In 2022, Mayo Clinic signed a 10-year contract with a southern hospital system called Mercy. That agreement adds 15 million patient records from Arkansas, Missouri and Oklahoma to the mix. Halamka added that Mayo Clinic also is working with centers in Canada to add more variety to the patient database.
“They want to make sure that when they build models they are appropriately representative… This is the thing that I very much appreciate about Mayo Clinic’s involvement. They’re starting not from the tech side. They’re starting from the needs of the patient and asking ‘How do we build tech tools that achieve that goal,” said Jaskulke.
One challenge for developing AI algorithms is trying to keep racial or gender bias out of the results.
Referencing the old technology adage of “garbage in, garbage out,” Jaskulke pointed out that “You have to have really good data on the front end, to get an effective tool on the back end.”
Clement said bias is a major issue that developers need to address when working with AI in health care.
“If we train an algorithm just on the way we’ve always been doing things, we may be just replicating human bias. Human biases show up in the data as it exists now. So if we train an algorithm on that data, a lot of those biases will be captured in the algorithm,” he said. “That’s when you work with the developer and basically fine tune it on your patient data. So rather than a sort of a general solution, you’re able to customize it on your patient data.”
Referencing the old technology adage of “garbage in, garbage out,” Jaskulke pointed out that, “You have to have really good data on the front end, to get an effective tool on the back end.”
While artificial intelligence appliances are being developed in every aspect of health care from pharmaceuticals to diagnosis to monitoring, AI is already a standard tool being used in areas like radiology or electrocardiography
“Image processing is sort of an easier task for AI,” said Clement. “If you’re doing something with radiology, there’s a good chance that your radiologist has access to what’s called a CAD tool, Computer Aided Diagnosis.”
When it comes to businesses and economic development, is AI in health care on the upswing to the Plateau of Productivity?
“It depends on the sector. There are parts of health care health technology that are doing well. There are parts that are struggling. There are some that are in between. I feel good about the ecosystem. Rochester is growing. We’re seeing innovations in St. Cloud,” said Jaskulke. “We’ve had a very strong five years in the startup community, including 2022. Those innovations take five to 10 years for stuff to develop. I think those things we are seeing in the early stages now will pay off in 2024 or 2025 in major job creation, major patient impact and major wealth creation.”

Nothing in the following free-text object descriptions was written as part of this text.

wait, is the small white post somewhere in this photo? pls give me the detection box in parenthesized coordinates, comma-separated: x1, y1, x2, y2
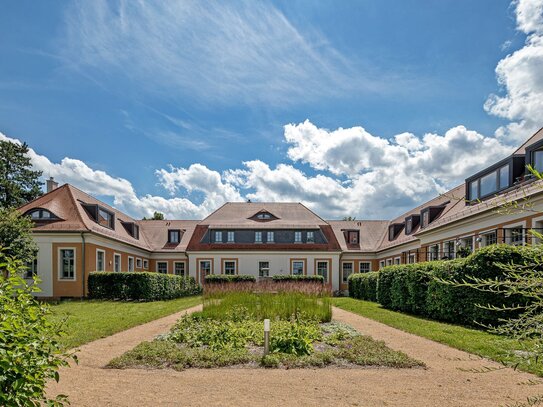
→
(264, 319, 270, 355)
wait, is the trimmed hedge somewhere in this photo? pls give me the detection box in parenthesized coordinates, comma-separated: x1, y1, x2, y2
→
(348, 272, 378, 302)
(272, 275, 325, 283)
(349, 245, 541, 327)
(88, 272, 200, 301)
(204, 274, 256, 283)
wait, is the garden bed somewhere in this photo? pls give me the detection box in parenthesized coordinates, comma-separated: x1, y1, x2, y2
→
(108, 286, 423, 370)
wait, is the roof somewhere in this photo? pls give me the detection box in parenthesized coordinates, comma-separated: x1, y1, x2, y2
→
(138, 220, 199, 252)
(327, 220, 389, 252)
(199, 202, 327, 229)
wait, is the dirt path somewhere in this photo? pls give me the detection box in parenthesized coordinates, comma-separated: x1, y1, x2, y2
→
(47, 306, 543, 406)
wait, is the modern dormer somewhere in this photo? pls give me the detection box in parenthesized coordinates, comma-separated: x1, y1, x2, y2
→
(420, 203, 447, 229)
(465, 156, 525, 203)
(121, 220, 139, 239)
(405, 214, 420, 234)
(80, 202, 115, 229)
(388, 222, 404, 241)
(525, 138, 543, 175)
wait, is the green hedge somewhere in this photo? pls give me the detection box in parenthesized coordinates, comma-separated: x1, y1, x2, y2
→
(348, 272, 379, 301)
(349, 245, 540, 327)
(88, 272, 200, 301)
(204, 274, 256, 283)
(272, 275, 325, 283)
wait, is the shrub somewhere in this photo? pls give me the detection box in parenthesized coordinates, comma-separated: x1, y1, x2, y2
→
(348, 272, 378, 301)
(204, 274, 256, 283)
(272, 275, 325, 283)
(88, 272, 200, 301)
(0, 250, 72, 406)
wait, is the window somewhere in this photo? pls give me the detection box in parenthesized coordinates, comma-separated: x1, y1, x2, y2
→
(157, 261, 168, 274)
(482, 231, 497, 247)
(291, 260, 304, 276)
(394, 257, 401, 265)
(508, 227, 524, 245)
(259, 261, 270, 277)
(227, 231, 235, 243)
(316, 261, 328, 282)
(257, 213, 271, 220)
(480, 171, 497, 197)
(428, 244, 439, 261)
(133, 224, 140, 239)
(379, 260, 385, 269)
(168, 229, 180, 244)
(128, 256, 134, 272)
(223, 260, 236, 275)
(215, 231, 222, 243)
(96, 250, 105, 271)
(143, 259, 149, 270)
(469, 180, 479, 201)
(307, 231, 315, 243)
(59, 249, 75, 280)
(342, 262, 353, 283)
(25, 258, 38, 279)
(443, 241, 455, 259)
(255, 231, 262, 243)
(535, 150, 543, 173)
(136, 258, 142, 269)
(469, 164, 511, 201)
(408, 253, 416, 264)
(28, 209, 55, 220)
(267, 231, 274, 243)
(460, 236, 474, 251)
(499, 165, 509, 189)
(421, 211, 429, 228)
(294, 231, 302, 243)
(98, 208, 114, 229)
(405, 218, 413, 234)
(114, 254, 121, 272)
(174, 262, 185, 276)
(359, 262, 371, 273)
(386, 259, 392, 266)
(348, 231, 359, 244)
(199, 260, 212, 281)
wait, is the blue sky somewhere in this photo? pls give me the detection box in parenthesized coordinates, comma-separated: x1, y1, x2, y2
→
(1, 0, 543, 220)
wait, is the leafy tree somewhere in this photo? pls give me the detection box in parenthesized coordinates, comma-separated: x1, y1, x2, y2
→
(0, 249, 73, 406)
(0, 140, 43, 209)
(343, 216, 356, 221)
(143, 211, 165, 220)
(0, 207, 37, 264)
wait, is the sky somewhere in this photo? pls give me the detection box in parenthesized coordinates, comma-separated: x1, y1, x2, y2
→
(1, 0, 543, 220)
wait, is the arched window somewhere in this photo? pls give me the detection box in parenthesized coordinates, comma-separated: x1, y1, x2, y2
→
(26, 209, 57, 220)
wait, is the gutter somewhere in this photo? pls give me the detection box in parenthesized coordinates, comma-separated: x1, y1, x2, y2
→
(81, 232, 86, 300)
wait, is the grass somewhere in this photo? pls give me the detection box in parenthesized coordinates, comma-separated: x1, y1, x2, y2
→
(47, 296, 201, 349)
(333, 297, 542, 376)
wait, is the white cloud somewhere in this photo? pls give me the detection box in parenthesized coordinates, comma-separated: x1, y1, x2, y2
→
(59, 0, 378, 106)
(485, 0, 543, 142)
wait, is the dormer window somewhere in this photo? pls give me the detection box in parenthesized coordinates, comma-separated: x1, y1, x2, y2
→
(405, 215, 420, 235)
(214, 231, 223, 243)
(466, 159, 514, 202)
(534, 150, 543, 173)
(388, 223, 404, 241)
(121, 221, 139, 239)
(307, 231, 315, 243)
(98, 208, 114, 229)
(227, 231, 235, 243)
(294, 231, 302, 243)
(168, 229, 180, 244)
(421, 210, 429, 228)
(420, 204, 446, 229)
(257, 213, 271, 220)
(27, 208, 57, 220)
(347, 230, 359, 245)
(255, 231, 262, 243)
(250, 210, 278, 222)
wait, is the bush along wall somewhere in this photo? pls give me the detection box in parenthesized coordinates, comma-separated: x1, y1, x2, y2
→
(204, 274, 256, 283)
(88, 272, 201, 301)
(271, 275, 325, 283)
(349, 245, 540, 327)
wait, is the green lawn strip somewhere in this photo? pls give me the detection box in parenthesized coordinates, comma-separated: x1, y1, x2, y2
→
(48, 296, 202, 349)
(332, 298, 541, 376)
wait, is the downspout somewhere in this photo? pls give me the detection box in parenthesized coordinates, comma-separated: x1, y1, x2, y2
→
(81, 232, 86, 300)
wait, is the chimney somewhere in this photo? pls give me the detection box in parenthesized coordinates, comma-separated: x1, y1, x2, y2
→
(46, 177, 59, 193)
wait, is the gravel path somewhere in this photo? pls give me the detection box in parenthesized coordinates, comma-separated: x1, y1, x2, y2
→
(47, 306, 543, 406)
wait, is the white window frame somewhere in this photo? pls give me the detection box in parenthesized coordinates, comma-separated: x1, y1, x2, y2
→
(96, 249, 105, 272)
(174, 261, 186, 276)
(386, 258, 392, 266)
(227, 231, 235, 243)
(478, 229, 497, 247)
(294, 231, 302, 243)
(136, 257, 142, 269)
(259, 261, 270, 277)
(291, 260, 305, 276)
(341, 261, 353, 283)
(307, 231, 315, 243)
(408, 253, 416, 264)
(359, 262, 371, 273)
(128, 256, 134, 272)
(379, 260, 385, 269)
(316, 260, 329, 283)
(255, 231, 262, 243)
(157, 261, 168, 274)
(143, 259, 149, 270)
(267, 231, 274, 243)
(215, 231, 222, 243)
(394, 257, 401, 265)
(223, 260, 237, 275)
(168, 230, 180, 244)
(113, 253, 122, 272)
(58, 247, 76, 281)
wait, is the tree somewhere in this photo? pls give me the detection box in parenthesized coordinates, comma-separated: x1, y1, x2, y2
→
(0, 140, 43, 209)
(0, 207, 37, 263)
(0, 249, 73, 406)
(143, 211, 165, 220)
(343, 216, 356, 221)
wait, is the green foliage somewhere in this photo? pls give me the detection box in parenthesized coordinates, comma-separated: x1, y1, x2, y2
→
(271, 275, 325, 283)
(0, 140, 43, 209)
(348, 272, 379, 301)
(0, 207, 38, 263)
(0, 250, 72, 406)
(87, 272, 200, 301)
(269, 318, 321, 355)
(202, 291, 332, 322)
(142, 211, 165, 220)
(204, 274, 256, 283)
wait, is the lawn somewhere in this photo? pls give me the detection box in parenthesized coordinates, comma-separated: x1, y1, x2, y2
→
(48, 296, 202, 349)
(333, 297, 542, 376)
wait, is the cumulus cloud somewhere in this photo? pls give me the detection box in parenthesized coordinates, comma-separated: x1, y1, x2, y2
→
(485, 0, 543, 142)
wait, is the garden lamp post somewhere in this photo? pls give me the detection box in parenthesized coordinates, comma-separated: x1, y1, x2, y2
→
(264, 319, 270, 355)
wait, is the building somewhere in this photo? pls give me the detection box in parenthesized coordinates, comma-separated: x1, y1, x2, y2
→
(18, 127, 543, 298)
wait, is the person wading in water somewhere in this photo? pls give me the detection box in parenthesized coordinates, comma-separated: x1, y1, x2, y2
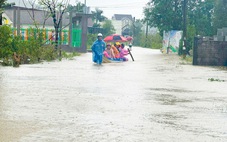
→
(91, 33, 106, 65)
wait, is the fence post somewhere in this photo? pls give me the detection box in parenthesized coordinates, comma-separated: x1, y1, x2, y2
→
(21, 28, 25, 40)
(69, 11, 72, 47)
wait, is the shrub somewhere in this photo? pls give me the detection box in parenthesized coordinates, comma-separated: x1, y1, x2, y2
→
(87, 33, 97, 49)
(139, 33, 162, 49)
(0, 25, 13, 59)
(39, 45, 57, 61)
(0, 26, 60, 66)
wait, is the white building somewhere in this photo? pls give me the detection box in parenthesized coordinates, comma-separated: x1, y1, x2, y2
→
(111, 14, 133, 36)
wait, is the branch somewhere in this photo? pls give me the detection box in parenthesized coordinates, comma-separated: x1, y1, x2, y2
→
(22, 0, 39, 29)
(42, 8, 51, 28)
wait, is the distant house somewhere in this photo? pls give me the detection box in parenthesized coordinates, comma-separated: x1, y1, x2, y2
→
(111, 14, 134, 36)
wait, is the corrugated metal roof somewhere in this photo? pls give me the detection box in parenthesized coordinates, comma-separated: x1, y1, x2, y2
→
(4, 6, 69, 26)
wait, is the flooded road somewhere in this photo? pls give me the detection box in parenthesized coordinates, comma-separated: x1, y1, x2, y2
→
(0, 47, 227, 142)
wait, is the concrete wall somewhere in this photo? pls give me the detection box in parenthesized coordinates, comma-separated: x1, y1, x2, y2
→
(193, 37, 227, 66)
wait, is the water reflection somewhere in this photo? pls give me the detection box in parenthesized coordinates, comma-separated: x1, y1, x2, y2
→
(146, 88, 194, 105)
(150, 112, 187, 128)
(154, 94, 191, 105)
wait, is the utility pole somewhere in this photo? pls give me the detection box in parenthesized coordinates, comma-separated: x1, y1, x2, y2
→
(84, 0, 87, 14)
(182, 0, 187, 50)
(182, 0, 187, 58)
(145, 20, 148, 48)
(132, 17, 135, 38)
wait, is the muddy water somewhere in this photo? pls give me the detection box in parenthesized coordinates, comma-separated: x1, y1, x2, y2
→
(0, 47, 227, 142)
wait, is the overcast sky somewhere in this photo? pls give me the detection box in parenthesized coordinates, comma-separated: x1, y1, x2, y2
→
(7, 0, 149, 19)
(71, 0, 149, 19)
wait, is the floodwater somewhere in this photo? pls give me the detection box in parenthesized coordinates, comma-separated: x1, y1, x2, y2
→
(0, 47, 227, 142)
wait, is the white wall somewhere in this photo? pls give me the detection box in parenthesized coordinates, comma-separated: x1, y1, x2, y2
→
(2, 13, 13, 25)
(112, 20, 122, 35)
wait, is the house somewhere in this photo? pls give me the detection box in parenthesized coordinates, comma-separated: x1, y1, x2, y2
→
(3, 6, 69, 29)
(3, 6, 93, 52)
(111, 14, 134, 36)
(3, 6, 71, 45)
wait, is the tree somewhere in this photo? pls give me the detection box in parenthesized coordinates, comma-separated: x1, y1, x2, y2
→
(0, 0, 5, 6)
(102, 20, 115, 37)
(188, 0, 214, 36)
(213, 0, 227, 33)
(144, 0, 215, 51)
(0, 0, 6, 25)
(66, 2, 85, 13)
(91, 8, 106, 28)
(38, 0, 69, 57)
(0, 25, 12, 59)
(144, 0, 215, 36)
(22, 0, 51, 29)
(0, 0, 6, 11)
(144, 0, 183, 36)
(130, 19, 143, 46)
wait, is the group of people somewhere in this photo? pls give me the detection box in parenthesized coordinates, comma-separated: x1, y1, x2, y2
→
(91, 33, 129, 65)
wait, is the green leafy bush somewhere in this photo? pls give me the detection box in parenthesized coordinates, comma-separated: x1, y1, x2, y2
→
(87, 33, 97, 49)
(0, 25, 13, 59)
(0, 26, 62, 66)
(140, 33, 162, 49)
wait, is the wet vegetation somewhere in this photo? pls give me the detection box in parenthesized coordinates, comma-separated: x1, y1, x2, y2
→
(208, 78, 225, 82)
(179, 56, 193, 65)
(0, 25, 79, 67)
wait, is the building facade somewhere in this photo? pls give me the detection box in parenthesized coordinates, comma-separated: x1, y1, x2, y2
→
(111, 14, 133, 36)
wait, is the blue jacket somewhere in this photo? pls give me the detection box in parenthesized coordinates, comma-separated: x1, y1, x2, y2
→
(91, 39, 106, 55)
(91, 39, 106, 64)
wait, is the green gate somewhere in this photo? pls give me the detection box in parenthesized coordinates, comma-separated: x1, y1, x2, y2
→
(72, 28, 82, 47)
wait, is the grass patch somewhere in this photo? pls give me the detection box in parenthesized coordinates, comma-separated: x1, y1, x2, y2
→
(61, 51, 80, 60)
(208, 78, 225, 82)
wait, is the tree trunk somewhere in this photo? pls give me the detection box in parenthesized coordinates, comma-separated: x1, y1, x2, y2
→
(55, 27, 61, 58)
(0, 14, 2, 25)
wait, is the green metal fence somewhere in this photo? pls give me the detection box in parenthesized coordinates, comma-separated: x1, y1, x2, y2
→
(72, 28, 82, 47)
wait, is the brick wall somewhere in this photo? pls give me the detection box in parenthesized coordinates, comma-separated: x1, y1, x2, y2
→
(193, 37, 227, 66)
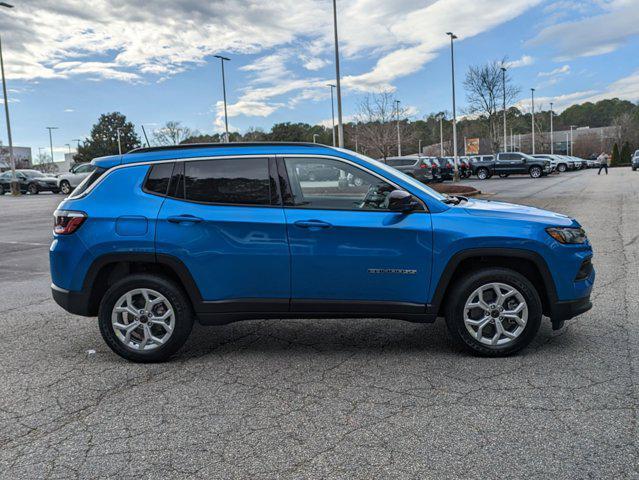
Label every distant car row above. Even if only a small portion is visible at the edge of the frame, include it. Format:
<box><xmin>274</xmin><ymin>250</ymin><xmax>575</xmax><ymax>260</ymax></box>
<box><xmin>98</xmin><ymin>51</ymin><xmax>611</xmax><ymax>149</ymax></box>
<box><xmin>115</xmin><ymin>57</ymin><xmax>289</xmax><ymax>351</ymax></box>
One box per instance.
<box><xmin>383</xmin><ymin>152</ymin><xmax>601</xmax><ymax>184</ymax></box>
<box><xmin>0</xmin><ymin>163</ymin><xmax>97</xmax><ymax>195</ymax></box>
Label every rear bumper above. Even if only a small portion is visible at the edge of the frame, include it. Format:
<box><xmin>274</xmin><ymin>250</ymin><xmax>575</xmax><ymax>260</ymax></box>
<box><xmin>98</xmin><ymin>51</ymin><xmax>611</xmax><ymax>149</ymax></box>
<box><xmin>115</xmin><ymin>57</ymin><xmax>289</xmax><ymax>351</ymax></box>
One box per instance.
<box><xmin>51</xmin><ymin>283</ymin><xmax>92</xmax><ymax>316</ymax></box>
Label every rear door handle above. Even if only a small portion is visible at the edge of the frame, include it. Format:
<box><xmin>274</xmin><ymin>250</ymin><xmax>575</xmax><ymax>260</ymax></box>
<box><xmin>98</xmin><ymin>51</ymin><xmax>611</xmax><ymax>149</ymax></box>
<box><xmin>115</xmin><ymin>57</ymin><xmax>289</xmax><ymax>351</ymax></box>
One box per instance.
<box><xmin>167</xmin><ymin>214</ymin><xmax>204</xmax><ymax>224</ymax></box>
<box><xmin>294</xmin><ymin>220</ymin><xmax>332</xmax><ymax>230</ymax></box>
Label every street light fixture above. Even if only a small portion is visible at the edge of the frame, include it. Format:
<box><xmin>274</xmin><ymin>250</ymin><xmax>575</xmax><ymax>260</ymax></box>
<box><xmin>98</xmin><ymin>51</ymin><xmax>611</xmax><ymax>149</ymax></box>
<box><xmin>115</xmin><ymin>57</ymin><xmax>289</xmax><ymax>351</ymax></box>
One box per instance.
<box><xmin>446</xmin><ymin>32</ymin><xmax>459</xmax><ymax>181</ymax></box>
<box><xmin>0</xmin><ymin>2</ymin><xmax>17</xmax><ymax>194</ymax></box>
<box><xmin>214</xmin><ymin>55</ymin><xmax>231</xmax><ymax>143</ymax></box>
<box><xmin>46</xmin><ymin>126</ymin><xmax>58</xmax><ymax>163</ymax></box>
<box><xmin>327</xmin><ymin>84</ymin><xmax>336</xmax><ymax>147</ymax></box>
<box><xmin>395</xmin><ymin>99</ymin><xmax>401</xmax><ymax>156</ymax></box>
<box><xmin>331</xmin><ymin>0</ymin><xmax>344</xmax><ymax>148</ymax></box>
<box><xmin>501</xmin><ymin>65</ymin><xmax>507</xmax><ymax>152</ymax></box>
<box><xmin>530</xmin><ymin>88</ymin><xmax>536</xmax><ymax>155</ymax></box>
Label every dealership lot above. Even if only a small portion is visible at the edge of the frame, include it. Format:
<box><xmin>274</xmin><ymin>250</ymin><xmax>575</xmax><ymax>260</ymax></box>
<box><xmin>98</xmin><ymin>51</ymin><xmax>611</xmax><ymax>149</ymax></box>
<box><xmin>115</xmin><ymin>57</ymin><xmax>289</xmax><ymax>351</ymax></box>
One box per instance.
<box><xmin>0</xmin><ymin>168</ymin><xmax>637</xmax><ymax>479</ymax></box>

While AI has potential to improve health care, experts said that doesn’t mean a computer program will be diagnosing and treating patients on its own. AI in health care is about augmenting the knowledge of a doctor or nurse.
“How many patient cases can a doctor see over their entire career? Many thousand, but not 100 million,” said Clement. “I’ve heard this phrase that by reading books you gain a 1,000-year-old mind, because you gain the knowledge. This is the same idea. There are rare diseases and conditions that might only come up a handful of times in a physician’s whole career, even at a place like Mayo Clinic.”